Am I reading this stuff right- a nurse goes to a visit, and the patient is not THERE? And that it's common, even? Meaning, you waste you time driving there, and lose the $, then waste more time driving back? Aren't the visits scheduled for set times?

Specializes in Home Health, MS, Oncology, Case Manageme.

Am I reading this stuff right- a nurse goes to a visit, and the patient is not THERE? And that it's common, even? Meaning, you waste you time driving there, and lose the $, then waste more time driving back? Aren't the visits scheduled for set times?

Yes, your friend is WRONG about the regs.

Yes, missed visits happen all the time.

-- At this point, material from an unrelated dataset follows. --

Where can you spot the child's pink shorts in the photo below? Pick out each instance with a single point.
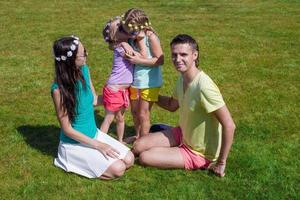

We even have a special form because it happens so frequently. We do call the patient and set up a time and we have a calendar in the home that shows the date and time of the next visit. But if the patient feels ok, the family may take them to lunch or the grocery store or hair salon and forget? about the nurse. Sometimes they have a doctors appointment that they forgot to tell you about.

Most companies have some kind of compensation for the nurse when its a missed visit. The nurse will still get paid mileage and travel time if she works hourly. One company I worked for per visit still paid you $20 for the visit. I used to get some IV only cases, that were not HB and it was a pain in the butt trying to find this guy every week to change his PICC dressing. Its annoying, so I don't think HomeBound status should be changed or we'd be chasing more patients down constantly.

Specializes in Pedi.

I hardly ever have to deal with "homebound statuses" as I do pediatric visits and have no Medicare patients. Almost none of my patients are truly homebound. I have many patients who need things like central line care or short term injections that their parents are not capable of giving. I work inner city so many of my patients are Medicaid patients and many of them have irresponsible parents. I had one today who didn't answer when I arrived, despite the fact that they knew I was coming. When I called the mother later in the day she said "I don't feel good so I just decided to sleep all day and not answer the phone." These patients have true nursing needs (central line care, G-tube teaching, subq or IM injections, lab draws) and in many of the cases, they wouldn't get the care they needed without home nursing. Some of the parents I deal with can't be relied on to follow through which is why we're out there... thinking of one patient in particular who has an autoimmune disorder and receives weekly methotrexate. Every year, it seems, her family doesn't fill out the paperwork to renew her Medicaid. It took me several weeks of communicating with the nurse and Social Worker at her Rheumatologist's office to get her reinstated a few months ago. When I called them to tell them what happened, they said "again?" I call in the refills for her methotrexate because the family just wouldn't do it if it was left up to them. She has been on our caseload for around three years and will remain there until the MD discontinues the med. She needs this medication and has good symptom relief with it but her parents can't be trusted to give it or manage it. She doesn't need to go to a doctor's office (which is on the other side of the city and is either two trains, a train and a bus or 2 buses away) and her parents couldn't necessarily be trusted to bring her there on a weekly basis.